The Dividend Discount Models are two-stage models from 2023 to 2027 and have a terminal value growth rate of 3.5% (Figure 7). Scenario 1 and Scenario 2 result in a present value of $16.07 and $15.94 per share respectively. This model would signify that Corning is significantly overvalued for the expected return of 12.5%.

Corning Dividend Discount Model

Figure 7. Dividend Discount Model (Author)

Discounted Cash Flow Model

The Discounted Cash Flow Models are two-stage models from 2023 to 2027 and have a terminal value growth rate of 3.5% (Figure 8). Scenario 1 and Scenario 2 result in a present value of $15.55 and $21.32 per share respectively. This model would signify that Corning is significantly overvalued for the expected return of 12.5%.

corning DCF

Figure 8. Discounted Cash Flow Model (Author)

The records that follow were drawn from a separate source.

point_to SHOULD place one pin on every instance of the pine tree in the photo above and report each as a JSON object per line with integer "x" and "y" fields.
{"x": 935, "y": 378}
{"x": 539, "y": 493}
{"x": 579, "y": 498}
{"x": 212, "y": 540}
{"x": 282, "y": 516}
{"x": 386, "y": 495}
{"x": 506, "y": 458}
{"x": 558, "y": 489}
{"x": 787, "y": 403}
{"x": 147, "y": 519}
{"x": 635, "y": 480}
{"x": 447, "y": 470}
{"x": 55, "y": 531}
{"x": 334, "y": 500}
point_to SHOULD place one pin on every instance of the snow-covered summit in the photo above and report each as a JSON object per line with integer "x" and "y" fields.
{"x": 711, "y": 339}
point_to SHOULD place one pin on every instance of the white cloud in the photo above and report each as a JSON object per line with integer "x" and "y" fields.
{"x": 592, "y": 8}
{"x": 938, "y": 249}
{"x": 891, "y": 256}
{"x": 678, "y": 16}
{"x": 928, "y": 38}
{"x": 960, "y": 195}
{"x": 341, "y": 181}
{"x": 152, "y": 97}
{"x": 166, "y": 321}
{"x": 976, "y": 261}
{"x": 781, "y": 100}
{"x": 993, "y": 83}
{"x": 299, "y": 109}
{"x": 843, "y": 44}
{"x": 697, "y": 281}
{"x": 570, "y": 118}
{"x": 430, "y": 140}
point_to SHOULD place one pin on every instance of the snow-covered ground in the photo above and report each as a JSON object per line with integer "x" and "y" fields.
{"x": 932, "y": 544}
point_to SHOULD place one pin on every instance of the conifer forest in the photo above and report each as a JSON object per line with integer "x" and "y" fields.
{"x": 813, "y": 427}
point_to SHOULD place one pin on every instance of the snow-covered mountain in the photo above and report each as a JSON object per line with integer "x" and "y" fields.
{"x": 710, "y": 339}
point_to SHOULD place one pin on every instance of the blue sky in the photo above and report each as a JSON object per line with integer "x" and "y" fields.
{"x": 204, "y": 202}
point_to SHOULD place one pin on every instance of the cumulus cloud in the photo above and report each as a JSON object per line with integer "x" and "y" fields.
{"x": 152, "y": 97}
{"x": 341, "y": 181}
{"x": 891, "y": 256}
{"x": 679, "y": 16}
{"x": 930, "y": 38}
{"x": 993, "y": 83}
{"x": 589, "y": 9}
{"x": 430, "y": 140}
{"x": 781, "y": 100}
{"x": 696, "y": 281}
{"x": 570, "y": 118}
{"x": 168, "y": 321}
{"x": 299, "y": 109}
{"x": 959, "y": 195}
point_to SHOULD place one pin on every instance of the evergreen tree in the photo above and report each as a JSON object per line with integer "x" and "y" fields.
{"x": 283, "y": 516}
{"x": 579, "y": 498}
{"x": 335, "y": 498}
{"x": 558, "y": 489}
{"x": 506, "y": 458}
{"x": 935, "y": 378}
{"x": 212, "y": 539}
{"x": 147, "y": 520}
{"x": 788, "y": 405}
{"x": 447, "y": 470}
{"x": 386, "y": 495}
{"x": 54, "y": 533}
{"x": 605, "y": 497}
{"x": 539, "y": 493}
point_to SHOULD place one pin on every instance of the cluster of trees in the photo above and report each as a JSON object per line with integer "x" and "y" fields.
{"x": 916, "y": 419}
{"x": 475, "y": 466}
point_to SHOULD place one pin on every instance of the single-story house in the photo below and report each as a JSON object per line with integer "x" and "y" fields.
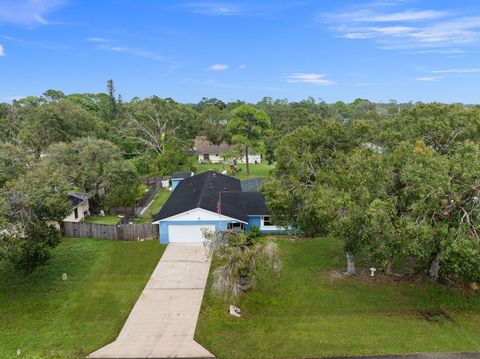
{"x": 207, "y": 152}
{"x": 178, "y": 176}
{"x": 211, "y": 201}
{"x": 80, "y": 207}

Is Corning at a Fair Value?

Understanding the model inputs and how the discount rate and WACC are utilized in these models is important for valuing. The calculated WACC of 10.59% can be substituted as the discount rate to determine what the fair value is (which does not include a margin of safety). Inputting this into the Analyst assumption Discounted Cash Flow Model results in a fair value of $28.90. What this means is that until Corning price action moves into this range, better investment opportunities await and Corning may underperform if purchased above this price.

Corning Fair value

Figure 9. Fair-value DCF (Author)

Risks & Considerations

Concentrated Customer Base

A substantial risk to Corning is the high concentration of its twelve largest customers which made up approximately 41% of their total revenue in 2021 (Figure 12). This is significant because the company could be adversely affected by a change to any one of these larger customers though they strategically attempt to mitigate these risk by maintaining co-investments, having strong products, and maintaining their cost-efficiency advantage from their sizing.

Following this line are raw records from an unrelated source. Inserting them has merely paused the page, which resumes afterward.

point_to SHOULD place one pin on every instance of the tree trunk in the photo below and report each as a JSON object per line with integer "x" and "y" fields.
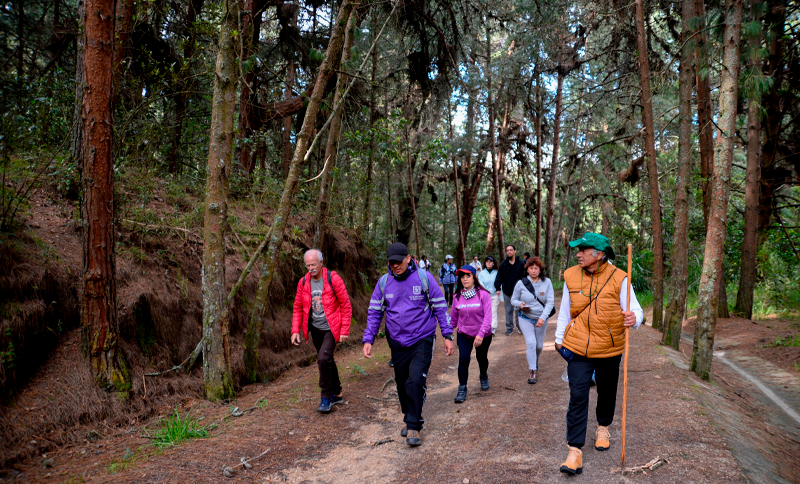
{"x": 539, "y": 141}
{"x": 373, "y": 118}
{"x": 248, "y": 118}
{"x": 334, "y": 134}
{"x": 495, "y": 221}
{"x": 652, "y": 168}
{"x": 99, "y": 296}
{"x": 680, "y": 245}
{"x": 551, "y": 196}
{"x": 708, "y": 296}
{"x": 76, "y": 131}
{"x": 288, "y": 94}
{"x": 705, "y": 130}
{"x": 273, "y": 250}
{"x": 747, "y": 276}
{"x": 217, "y": 379}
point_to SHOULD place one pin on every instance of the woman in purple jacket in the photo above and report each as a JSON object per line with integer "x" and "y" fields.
{"x": 471, "y": 317}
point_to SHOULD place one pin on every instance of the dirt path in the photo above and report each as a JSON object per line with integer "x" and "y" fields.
{"x": 512, "y": 433}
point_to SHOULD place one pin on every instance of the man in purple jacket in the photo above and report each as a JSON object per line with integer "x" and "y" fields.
{"x": 412, "y": 308}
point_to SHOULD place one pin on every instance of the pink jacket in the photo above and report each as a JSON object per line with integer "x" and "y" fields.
{"x": 337, "y": 306}
{"x": 473, "y": 316}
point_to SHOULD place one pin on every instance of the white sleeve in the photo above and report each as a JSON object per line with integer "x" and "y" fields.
{"x": 635, "y": 307}
{"x": 563, "y": 315}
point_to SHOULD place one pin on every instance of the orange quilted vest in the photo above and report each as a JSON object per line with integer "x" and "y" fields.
{"x": 595, "y": 329}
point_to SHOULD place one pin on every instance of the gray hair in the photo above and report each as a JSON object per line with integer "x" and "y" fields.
{"x": 313, "y": 251}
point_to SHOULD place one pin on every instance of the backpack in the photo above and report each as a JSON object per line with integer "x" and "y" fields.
{"x": 529, "y": 287}
{"x": 423, "y": 278}
{"x": 330, "y": 283}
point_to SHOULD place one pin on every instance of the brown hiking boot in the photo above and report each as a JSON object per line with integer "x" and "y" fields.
{"x": 574, "y": 463}
{"x": 601, "y": 438}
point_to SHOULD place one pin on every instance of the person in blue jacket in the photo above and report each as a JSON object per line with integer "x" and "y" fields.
{"x": 413, "y": 304}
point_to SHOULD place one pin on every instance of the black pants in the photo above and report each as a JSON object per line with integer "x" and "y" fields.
{"x": 465, "y": 351}
{"x": 411, "y": 365}
{"x": 580, "y": 371}
{"x": 448, "y": 293}
{"x": 328, "y": 373}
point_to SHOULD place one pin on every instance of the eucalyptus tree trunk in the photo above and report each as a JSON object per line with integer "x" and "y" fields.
{"x": 100, "y": 328}
{"x": 680, "y": 245}
{"x": 539, "y": 140}
{"x": 217, "y": 380}
{"x": 652, "y": 168}
{"x": 708, "y": 296}
{"x": 551, "y": 196}
{"x": 334, "y": 134}
{"x": 747, "y": 276}
{"x": 273, "y": 248}
{"x": 495, "y": 219}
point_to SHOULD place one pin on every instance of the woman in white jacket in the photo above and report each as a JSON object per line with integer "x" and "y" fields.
{"x": 486, "y": 277}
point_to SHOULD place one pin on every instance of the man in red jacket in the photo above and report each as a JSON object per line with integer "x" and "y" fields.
{"x": 322, "y": 307}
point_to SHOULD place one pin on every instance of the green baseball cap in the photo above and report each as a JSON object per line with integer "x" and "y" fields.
{"x": 594, "y": 241}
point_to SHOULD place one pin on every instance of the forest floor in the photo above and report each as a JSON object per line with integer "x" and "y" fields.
{"x": 723, "y": 431}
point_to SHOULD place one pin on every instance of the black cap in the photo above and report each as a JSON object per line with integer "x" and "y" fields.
{"x": 396, "y": 252}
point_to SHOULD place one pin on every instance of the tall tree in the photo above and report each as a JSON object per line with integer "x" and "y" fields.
{"x": 680, "y": 245}
{"x": 274, "y": 240}
{"x": 551, "y": 196}
{"x": 652, "y": 167}
{"x": 217, "y": 378}
{"x": 747, "y": 275}
{"x": 99, "y": 295}
{"x": 708, "y": 296}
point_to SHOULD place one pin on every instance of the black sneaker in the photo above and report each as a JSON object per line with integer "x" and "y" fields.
{"x": 325, "y": 405}
{"x": 462, "y": 394}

Corning customer base risk

Figure 10. Customer base risk (Corning 10-K-2021)

Patent Expiration

Corning is a substantial owner of Intellectual Property and works to maintain their competitive edge through patents (Figure 11). Fortunately there is a worldwide diversification of their patents though approximately 0.5% to 3% of their United States patents are expiring prior to 2024 which could possess certain risks for them in the markets that they compete in.

Corning patent expiration

Figure 11. Patents (Corning 10-K-2021)

Insider Net Selling

A substantial amount of insider transactions has taken place since December of 2020 (Figure 12). The total value of insider selling is over $57 million with an average price of $40.94 per share while the total value of insider buying is around $300 thousand with an average of $43.11 per share. This signifies an immense outflow of insider investments and could be seen as a risk for retail investors though there may be a variety of reasons for the insider price action actions.

Corning Insider Transactions

Figure 12. Insider Transactions (Author)

Conclusion

Corning is a strong competitor in the markets that it competes in and has proven that through its exceptionally long history. The past decade has highlighted the positive attributes like its strategic ability to develop revenue segments that may continue to be sought into the future. Corning leverages its synergies and size well though there are substantial risks for investors looking to establish a position like the large exodus of insider positions, the heavy reliance on a small customer base, the decreasing margins, and the large increase in financial leverage. Factoring in a larger margin of safety to help offset these risks puts a buy-rating on Corning in the range of $15-22, though the shares are fairly valued given current information and analyst estimates around $28. Overall, this calls for a hold rating for Corning as the investment at these current prices are unlikely to outperform other strategic investments.